The officer goes on standing in front of the shop. Another group of gendarmes approaches. Whatever he tells them works again. They move on. This end of the street has quieted. Even the noise in the courtyard is dying. Now the racket comes from the buses parked beyond the barricades. People are screaming and crying and begging. She moves closer to the door. The officer is still blockading it. As she crouches there watching him, he takes a few steps into the street. It is littered with the shards of lives, torn from hands in rage, dropped in terror—hats and shoes, a woman’s handbag, a framed photograph, a string bag of food. He bends, picks up a child’s teddy bear, brushes it off, stands holding it for a moment, then crosses to the other side of the street
and props it against the building. He comes back and knocks softly on the door. “Madame Foret,” he whispers.

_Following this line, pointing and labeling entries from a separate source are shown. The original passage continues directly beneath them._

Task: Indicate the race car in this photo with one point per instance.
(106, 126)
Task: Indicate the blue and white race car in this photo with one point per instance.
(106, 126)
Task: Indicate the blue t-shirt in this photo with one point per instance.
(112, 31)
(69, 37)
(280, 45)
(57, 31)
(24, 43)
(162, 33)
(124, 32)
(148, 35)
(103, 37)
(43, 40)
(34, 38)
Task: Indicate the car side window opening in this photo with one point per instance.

She stands, makes her way to the door, and opens it a crack. He slips in and closes it behind him.
“How did you know I was here?” she whispers.
“Vivi tells me her secrets. She says you often spend the night here. When I heard about the roundup…” His voice trails off.
“Thank you.”
“Are your papers any good?”
“Do you mean are they in order?”
“I mean are they good forgeries.”
“They’re not forgeries.”
He stands staring at her. “You still do not trust me.”
Before she can answer, she hears boots crunching toward them in the street again. This time the shouting is in German. This is Wehrmacht or Gestapo, not gendarmes.
“Go to the back,” he whispers. “And keep Vivi quiet.” He slips out the door and closes it behind him.
In the back room, Vivi is sitting up on her cot, her eyes wide, the whites shining with fear. She starts to ask what’s happening. Charlotte shushes her and takes her on her lap. She starts to ask again, her voice rising. Charlotte puts her hand over her daughter’s mouth. “It’s a game,” she whispers in her ear.
Vivi shakes her head and tries to pull away. Charlotte holds her tighter. “It’s hide-and-seek,” she whispers.
Vivi knows it is not a game, but she also knows her mother means business. She stops wriggling. Charlotte hears the bell over the door. He has let them in. You still don’t trust me, he’d said. She was beginning to, but now she wonders.
She sits listening to the voices in German. The men he has let in—she can’t tell how many; at least two, she thinks from the conversation—say they have to search the premises. He tells them he already has. “There’s no one here,” he insists. “It’s a shop, closed for the night.”